Robust regression | Handle outliers with the Huber loss

Created: 2019-03-09 Last updated: 2020-02-26 Read time: 3 min

まとめ

Ordinary least squares (OLS) reacts strongly to outliers because squared residuals explode, so a single erroneous measurement can distort the entire fit.
The Huber loss keeps squared loss for small residuals but switches to a linear penalty for large ones, reducing the influence of extreme points.
Tuning the threshold $\delta$ (epsilon in scikit-learn) and the optional L2 penalty $\alpha$ balances robustness against variance.
Combining scaling with cross-validation yields stable models on real-world data sets that often mix nominal points and anomalies.

Intuition #

Outliers arise from sensor glitches, data entry mistakes, or regime changes. In OLS the squared residual of an outlier is enormous, so the fitted line is pulled toward it. Robust regression deliberately treats large residuals more gently so that the model follows the dominant trend while discounting dubious observations. The Huber loss is a classic choice: it behaves like squared loss near zero and like absolute loss in the tails.
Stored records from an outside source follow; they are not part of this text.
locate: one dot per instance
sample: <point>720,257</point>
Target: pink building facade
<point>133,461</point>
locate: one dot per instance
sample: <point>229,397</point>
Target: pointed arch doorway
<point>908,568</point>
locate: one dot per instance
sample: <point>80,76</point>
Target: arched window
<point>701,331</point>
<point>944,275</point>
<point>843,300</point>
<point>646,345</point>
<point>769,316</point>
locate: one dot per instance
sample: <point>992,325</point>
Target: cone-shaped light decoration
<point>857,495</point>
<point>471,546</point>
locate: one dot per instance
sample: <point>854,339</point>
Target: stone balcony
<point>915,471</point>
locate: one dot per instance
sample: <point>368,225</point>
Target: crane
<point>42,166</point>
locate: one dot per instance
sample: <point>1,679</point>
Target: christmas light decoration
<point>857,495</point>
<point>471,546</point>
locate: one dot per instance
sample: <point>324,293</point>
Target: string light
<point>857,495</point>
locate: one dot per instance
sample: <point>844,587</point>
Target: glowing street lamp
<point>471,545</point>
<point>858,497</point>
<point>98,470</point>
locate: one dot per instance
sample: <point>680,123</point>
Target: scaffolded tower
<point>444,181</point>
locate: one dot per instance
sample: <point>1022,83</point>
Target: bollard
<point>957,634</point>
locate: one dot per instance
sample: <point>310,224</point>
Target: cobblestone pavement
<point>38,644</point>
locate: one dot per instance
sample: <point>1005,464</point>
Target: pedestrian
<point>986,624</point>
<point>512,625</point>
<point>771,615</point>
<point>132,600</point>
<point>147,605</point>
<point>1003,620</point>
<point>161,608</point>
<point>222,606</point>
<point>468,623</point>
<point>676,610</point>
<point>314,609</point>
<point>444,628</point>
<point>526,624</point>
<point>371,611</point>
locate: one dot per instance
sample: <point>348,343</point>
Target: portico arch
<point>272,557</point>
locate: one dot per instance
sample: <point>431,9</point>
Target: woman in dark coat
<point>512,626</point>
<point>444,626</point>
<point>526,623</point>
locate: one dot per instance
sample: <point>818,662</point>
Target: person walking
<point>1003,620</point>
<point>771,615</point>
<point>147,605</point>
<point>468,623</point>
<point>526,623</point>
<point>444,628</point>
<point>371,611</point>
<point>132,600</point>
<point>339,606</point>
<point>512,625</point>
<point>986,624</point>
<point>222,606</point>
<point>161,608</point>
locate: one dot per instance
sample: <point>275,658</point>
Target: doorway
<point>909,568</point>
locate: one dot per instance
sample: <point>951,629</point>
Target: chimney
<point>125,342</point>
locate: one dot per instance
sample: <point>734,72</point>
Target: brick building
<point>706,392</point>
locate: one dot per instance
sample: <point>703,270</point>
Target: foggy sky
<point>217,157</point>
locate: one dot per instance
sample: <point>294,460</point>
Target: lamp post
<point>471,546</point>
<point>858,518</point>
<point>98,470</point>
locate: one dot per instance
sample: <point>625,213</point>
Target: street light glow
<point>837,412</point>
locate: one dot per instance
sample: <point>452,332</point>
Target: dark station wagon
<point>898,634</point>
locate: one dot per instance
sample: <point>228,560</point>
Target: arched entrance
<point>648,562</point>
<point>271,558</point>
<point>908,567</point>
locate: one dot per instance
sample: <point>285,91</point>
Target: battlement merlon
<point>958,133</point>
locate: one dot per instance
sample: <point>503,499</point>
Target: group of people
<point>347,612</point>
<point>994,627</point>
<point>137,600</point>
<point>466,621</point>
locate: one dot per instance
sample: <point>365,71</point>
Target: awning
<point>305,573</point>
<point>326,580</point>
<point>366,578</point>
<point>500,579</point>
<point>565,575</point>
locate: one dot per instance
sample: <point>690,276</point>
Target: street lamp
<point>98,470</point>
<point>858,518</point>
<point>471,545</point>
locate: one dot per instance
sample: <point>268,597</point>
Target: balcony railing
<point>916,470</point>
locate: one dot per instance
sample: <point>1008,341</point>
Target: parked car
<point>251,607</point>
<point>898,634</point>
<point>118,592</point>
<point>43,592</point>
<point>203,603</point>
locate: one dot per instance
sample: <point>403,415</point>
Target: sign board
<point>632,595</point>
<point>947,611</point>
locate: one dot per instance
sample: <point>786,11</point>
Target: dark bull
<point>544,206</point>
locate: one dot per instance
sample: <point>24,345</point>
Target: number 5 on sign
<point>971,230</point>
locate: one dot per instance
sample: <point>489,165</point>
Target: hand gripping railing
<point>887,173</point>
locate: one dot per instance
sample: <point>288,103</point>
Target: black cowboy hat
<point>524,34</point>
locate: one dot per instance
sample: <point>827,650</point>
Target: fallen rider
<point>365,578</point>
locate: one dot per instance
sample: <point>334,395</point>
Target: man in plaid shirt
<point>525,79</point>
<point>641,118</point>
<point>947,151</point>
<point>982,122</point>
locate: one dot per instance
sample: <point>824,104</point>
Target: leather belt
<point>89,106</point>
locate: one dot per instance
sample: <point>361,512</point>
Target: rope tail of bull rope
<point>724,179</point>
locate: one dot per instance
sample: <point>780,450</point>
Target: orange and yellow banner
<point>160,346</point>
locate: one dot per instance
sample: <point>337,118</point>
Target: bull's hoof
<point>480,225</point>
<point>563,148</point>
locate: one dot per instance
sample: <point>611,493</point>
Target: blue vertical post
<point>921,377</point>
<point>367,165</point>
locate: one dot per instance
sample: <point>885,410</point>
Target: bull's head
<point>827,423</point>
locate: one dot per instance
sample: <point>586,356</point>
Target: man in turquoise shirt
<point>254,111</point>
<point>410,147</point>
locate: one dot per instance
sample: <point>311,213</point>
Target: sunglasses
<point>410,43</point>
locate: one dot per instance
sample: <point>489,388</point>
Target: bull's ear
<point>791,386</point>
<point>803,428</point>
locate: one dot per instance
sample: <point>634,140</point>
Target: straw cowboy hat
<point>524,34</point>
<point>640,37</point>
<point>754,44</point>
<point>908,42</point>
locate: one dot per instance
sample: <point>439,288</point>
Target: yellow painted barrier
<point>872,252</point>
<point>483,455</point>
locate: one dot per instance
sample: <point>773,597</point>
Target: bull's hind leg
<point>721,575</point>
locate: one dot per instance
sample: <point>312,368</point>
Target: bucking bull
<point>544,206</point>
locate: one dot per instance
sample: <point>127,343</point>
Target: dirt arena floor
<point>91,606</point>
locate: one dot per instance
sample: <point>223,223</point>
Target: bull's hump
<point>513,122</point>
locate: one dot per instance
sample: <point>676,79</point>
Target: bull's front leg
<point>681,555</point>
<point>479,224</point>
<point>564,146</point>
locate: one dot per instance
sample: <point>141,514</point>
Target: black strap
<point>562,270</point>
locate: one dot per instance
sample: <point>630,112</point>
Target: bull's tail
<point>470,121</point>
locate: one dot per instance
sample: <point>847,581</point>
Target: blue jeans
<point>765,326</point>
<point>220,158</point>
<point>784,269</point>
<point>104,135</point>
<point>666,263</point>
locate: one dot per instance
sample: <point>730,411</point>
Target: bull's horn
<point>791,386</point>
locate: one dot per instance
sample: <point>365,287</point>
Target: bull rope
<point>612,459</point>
Mathematical formulation #

Let the residual be $r = y - \hat{y}$. For a chosen threshold $\delta > 0$, the Huber loss is

$$ \ell_\delta(r) = \begin{cases} \dfrac{1}{2} r^2, & |r| \le \delta, \ \delta \bigl(|r| - \dfrac{1}{2}\delta\bigr), & |r| > \delta. \end{cases} $$

Small residuals are squared exactly as in OLS, but large residuals grow only linearly. The influence function (the derivative) therefore saturates:

$$ \psi_\delta(r) = \begin{cases} r, & |r| \le \delta, \ \delta,\mathrm{sign}(r), & |r| > \delta. \end{cases} $$

In scikit-learn, the threshold corresponds to the parameter epsilon. Adding an L2 penalty $\alpha \lVert \boldsymbol\beta \rVert_2^2$ further stabilizes the coefficients when features correlate.

Experiments with Python #

We visualize the loss shapes and compare OLS, Ridge, and Huber on a small synthetic data set that contains a single extreme outlier.

import japanize_matplotlib
import matplotlib.pyplot as plt
import numpy as np

Huber loss versus squared and absolute losses #

def huber_loss(r: np.ndarray, delta: float = 1.5):
    half_sq = 0.5 * np.square(r)
    lin = delta * (np.abs(r) - 0.5 * delta)
    return np.where(np.abs(r) <= delta, half_sq, lin)

delta = 1.5
r_vals = np.arange(-2, 2, 0.01)
h_vals = huber_loss(r_vals, delta=delta)

plt.figure(figsize=(8, 6))
plt.plot(r_vals, np.square(r_vals), "red",   label=r"squared $r^2$")
plt.plot(r_vals, np.abs(r_vals),    "orange",label=r"absolute $|r|$")
plt.plot(r_vals, h_vals,            "green", label=fr"Huber ($\delta={delta}$)")
plt.axhline(0, color="k", linewidth=0.8)
plt.grid(True, alpha=0.3)
plt.legend()
plt.xlabel("residual $r$")
plt.ylabel("loss")
plt.title("Squared, absolute, and Huber losses")
plt.show()

A toy data set with an outlier #

np.random.seed(42)

N = 30
x1 = np.arange(N)
x2 = np.arange(N)
X = np.c_[x1, x2]
epsilon = np.random.rand(N)
y = 5 * x1 + 10 * x2 + epsilon * 10

y[5] = 500  # introduce one extreme outlier

plt.figure(figsize=(8, 6))
plt.plot(x1, y, "ko", label="data")
plt.xlabel("$x_1$")
plt.ylabel("$y$")
plt.legend()
plt.title("Data containing an outlier")
plt.show()

Comparing OLS, Ridge, and Huber #

from sklearn.linear_model import HuberRegressor, Ridge, LinearRegression

plt.figure(figsize=(8, 6))

huber = HuberRegressor(alpha=0.0, epsilon=3.0)
huber.fit(X, y)
plt.plot(x1, huber.predict(X), "green", label="Huber")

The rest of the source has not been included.